Dr. Ronan Glynn, on RTÉ on Friday night, talked about us closing chapter one and moving into chapter two, where chapter one was about us suppressing a huge outbreak of a disease that we we were very unfamiliar with, and chapter two is about us learning to live with this virus. The actions that were taken in the first chapter may not be applicable in the second. I fear that as we go forward, we will start to analyse some of the actions which we took in chapter one, or the first phase, but that we will use the standard and space of the second. We should always question authority. Often, in Ireland, the left and right wings are divided around economic theory, but actually they are also divided between the role and authority of the State. I would always regard myself as being somebody at the more liberal end of that spectrum. However, I do worry about us using a high threshold for a period that, no doubt, was incredibly chaotic. There was little information and we were looking for immediate answers and actions. The Social Welfare Bill, is one to which I would point. There are many in this House who would have liked to have seen greater scrutiny of that Bill within the House, never mind those in organisations outside.

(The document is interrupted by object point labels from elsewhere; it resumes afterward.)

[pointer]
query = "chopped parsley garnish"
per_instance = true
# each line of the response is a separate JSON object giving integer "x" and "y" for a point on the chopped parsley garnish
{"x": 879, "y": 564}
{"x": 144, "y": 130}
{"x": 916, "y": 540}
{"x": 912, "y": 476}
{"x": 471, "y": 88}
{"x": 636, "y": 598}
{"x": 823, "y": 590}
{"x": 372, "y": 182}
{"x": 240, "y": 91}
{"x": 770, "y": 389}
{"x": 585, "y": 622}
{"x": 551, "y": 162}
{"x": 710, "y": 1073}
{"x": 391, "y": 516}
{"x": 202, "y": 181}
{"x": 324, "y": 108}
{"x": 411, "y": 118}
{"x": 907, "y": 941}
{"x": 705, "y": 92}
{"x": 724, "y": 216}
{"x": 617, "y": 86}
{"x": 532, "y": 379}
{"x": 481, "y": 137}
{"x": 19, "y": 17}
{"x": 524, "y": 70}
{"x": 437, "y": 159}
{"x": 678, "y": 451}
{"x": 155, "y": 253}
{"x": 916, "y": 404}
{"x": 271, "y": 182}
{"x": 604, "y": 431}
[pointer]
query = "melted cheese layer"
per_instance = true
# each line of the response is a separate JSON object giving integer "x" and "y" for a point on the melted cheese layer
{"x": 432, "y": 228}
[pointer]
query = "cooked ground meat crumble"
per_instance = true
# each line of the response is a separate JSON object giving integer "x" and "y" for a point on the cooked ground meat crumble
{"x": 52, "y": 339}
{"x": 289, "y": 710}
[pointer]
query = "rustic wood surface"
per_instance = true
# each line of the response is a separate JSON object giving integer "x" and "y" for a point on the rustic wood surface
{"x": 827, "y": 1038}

Mr. Bowes talks about other countries removing the right to seek work, but a fair comparison is to say that the regime that was put in place in July, probably was one of the most generous regimes, in the sense that it was one of the highest levels of payment. More important, it was for a longer period of time, where other jurisdictions were not guaranteeing that payment for such a long period. By including the obligation to genuinely seek work, we were making a plan in July for something that would happen next March. The Minister has been very clear that there is a common sense approach. I agree that we should see regulations around that, but in making regulations for July, for a payment that will continue all the way until next March, it was appropriate to have that requirement that people would seek work, while at the same time, the common sense that it would not be applied to industries which we were closing in the very short term. Perhaps Mr. Bowes or one of the other witnesses may be willing to respond.